- Born: Alfred Körber 18 June 1911 Altreichenau, Prussia
- Died: 3 October 1996 (aged 85)
- Occupation: Magician
- Spouse: Anni Körber

= Dinardi =

German magician (1911–1996)

Alfred Körber (18 June 1911 – 3 October 1996), known by his stage name Rolf Dinardi (or simply Dinardi) was a German magician best known for his performances with feather flowers.

== Biography ==

Körber was apprenticed as a baker and confectioner from a young age. He was introduced to magic by a stage hypnotist by the name of Rolf Dinardi and, after the latter's death, obtained permission to perform under that name. His first public show was on 6 January 1939, using props obtained from János Bartl.

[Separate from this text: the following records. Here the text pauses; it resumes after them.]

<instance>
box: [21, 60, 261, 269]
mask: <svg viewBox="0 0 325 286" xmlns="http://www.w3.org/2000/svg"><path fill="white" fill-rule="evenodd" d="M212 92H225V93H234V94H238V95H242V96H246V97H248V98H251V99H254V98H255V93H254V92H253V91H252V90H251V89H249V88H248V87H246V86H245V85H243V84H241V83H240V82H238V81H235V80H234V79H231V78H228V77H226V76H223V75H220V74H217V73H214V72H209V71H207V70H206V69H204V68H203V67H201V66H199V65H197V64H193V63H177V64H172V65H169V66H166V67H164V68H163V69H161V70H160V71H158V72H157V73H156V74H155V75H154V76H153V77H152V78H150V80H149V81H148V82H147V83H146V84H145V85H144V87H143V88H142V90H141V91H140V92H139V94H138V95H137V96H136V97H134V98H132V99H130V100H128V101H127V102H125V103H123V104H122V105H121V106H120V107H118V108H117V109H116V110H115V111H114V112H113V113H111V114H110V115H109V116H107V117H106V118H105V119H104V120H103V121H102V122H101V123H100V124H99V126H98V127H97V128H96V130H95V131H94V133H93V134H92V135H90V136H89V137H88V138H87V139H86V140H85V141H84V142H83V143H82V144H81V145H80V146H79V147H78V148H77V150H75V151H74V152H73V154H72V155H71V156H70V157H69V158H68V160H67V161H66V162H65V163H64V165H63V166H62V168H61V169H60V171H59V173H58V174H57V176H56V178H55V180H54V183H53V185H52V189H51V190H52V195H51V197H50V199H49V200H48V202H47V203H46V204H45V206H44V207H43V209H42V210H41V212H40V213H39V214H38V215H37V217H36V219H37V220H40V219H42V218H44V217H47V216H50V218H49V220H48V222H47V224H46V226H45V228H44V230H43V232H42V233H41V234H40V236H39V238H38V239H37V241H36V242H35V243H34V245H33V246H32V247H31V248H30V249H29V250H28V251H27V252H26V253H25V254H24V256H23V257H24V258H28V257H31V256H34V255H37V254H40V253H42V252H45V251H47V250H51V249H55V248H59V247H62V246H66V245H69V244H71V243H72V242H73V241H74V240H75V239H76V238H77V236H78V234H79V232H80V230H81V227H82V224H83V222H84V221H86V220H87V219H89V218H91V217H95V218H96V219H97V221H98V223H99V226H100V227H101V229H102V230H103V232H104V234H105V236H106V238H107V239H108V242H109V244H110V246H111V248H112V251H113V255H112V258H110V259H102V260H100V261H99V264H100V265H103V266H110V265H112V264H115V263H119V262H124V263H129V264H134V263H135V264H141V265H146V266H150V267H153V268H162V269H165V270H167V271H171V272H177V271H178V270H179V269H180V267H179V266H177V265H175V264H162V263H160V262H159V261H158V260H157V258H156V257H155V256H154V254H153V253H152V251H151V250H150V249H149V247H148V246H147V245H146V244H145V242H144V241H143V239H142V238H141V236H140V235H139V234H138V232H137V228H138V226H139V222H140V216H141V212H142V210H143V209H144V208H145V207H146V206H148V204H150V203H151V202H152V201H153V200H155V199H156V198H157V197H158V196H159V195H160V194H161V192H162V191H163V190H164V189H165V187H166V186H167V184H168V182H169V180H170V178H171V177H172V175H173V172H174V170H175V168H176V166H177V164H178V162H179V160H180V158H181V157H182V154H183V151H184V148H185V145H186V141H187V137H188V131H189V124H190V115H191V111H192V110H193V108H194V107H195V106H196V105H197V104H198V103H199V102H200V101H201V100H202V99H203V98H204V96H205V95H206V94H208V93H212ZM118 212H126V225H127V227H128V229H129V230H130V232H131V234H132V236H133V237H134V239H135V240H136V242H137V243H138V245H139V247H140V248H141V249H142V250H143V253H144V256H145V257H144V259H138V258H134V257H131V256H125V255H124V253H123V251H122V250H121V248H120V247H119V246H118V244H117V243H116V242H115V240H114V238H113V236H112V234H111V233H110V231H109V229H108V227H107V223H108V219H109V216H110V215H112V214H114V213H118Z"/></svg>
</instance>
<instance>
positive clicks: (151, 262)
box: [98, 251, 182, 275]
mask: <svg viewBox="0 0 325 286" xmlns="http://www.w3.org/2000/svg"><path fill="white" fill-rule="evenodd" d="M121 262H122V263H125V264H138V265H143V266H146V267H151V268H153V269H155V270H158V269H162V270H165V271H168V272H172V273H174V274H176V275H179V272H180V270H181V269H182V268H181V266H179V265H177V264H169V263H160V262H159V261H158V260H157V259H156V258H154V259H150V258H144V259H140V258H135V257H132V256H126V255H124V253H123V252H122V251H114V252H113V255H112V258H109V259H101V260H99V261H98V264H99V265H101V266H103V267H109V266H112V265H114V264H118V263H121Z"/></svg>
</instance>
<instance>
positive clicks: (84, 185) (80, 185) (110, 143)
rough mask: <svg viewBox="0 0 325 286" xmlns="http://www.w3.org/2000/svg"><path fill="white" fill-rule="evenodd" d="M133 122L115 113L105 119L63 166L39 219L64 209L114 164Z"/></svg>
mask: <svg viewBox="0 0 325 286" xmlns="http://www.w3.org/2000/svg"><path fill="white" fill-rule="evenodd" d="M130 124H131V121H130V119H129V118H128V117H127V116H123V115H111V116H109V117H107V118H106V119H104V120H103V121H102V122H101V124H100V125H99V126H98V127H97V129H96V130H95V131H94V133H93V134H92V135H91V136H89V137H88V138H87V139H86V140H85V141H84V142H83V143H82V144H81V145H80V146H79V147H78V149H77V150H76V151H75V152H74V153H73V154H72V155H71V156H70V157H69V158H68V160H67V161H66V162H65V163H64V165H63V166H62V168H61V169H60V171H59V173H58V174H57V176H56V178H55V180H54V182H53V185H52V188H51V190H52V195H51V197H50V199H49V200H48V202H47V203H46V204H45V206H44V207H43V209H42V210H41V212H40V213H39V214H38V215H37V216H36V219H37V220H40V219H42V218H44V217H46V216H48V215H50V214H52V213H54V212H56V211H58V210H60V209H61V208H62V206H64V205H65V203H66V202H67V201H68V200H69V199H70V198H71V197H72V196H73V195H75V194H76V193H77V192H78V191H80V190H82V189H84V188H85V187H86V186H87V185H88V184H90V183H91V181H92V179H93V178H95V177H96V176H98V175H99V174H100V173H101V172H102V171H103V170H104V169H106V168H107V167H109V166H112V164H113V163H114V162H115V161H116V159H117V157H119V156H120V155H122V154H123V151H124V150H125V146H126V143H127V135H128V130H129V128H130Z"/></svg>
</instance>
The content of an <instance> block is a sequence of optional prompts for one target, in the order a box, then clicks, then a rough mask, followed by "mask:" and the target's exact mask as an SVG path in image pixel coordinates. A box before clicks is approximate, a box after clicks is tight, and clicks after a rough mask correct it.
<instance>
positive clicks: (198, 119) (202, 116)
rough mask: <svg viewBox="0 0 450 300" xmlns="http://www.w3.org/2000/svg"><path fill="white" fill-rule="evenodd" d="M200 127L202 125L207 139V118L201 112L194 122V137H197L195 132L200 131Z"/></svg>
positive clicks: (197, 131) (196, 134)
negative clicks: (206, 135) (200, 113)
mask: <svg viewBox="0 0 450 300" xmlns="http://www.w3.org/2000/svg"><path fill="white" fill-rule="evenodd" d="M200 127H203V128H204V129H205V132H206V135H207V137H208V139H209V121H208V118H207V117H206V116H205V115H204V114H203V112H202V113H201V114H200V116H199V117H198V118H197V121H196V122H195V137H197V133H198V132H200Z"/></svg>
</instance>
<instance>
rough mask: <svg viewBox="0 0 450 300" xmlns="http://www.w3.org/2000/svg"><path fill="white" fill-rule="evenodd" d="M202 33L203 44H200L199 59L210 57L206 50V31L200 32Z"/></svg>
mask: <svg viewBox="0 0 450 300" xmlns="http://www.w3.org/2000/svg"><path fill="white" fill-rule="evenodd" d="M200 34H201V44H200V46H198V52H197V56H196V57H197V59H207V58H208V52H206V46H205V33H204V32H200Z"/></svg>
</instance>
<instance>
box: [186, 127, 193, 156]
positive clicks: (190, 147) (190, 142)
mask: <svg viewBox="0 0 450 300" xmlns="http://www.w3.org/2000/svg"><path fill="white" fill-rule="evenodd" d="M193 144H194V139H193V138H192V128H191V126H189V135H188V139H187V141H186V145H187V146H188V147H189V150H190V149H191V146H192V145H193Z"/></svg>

Dinardi met his future wife, a stage performer named Anni, at a travelling circus in Gladbeck, and they married in 1944. The Second World War prevented them from performing together until 1946.

Dinardi was best known for his performances with springed feather flowers, which he would produce in tremendous quantities from a box that seemed too small to contain them all. The lush, realistic-looking bouquets were manufactured by Dinardi himself using dyed chicken feathers.

Dinardi was recognized as Magician of the Year for 1989/1990 by the Magischer Zirkel von Deutschland, the magicians' association of West Germany.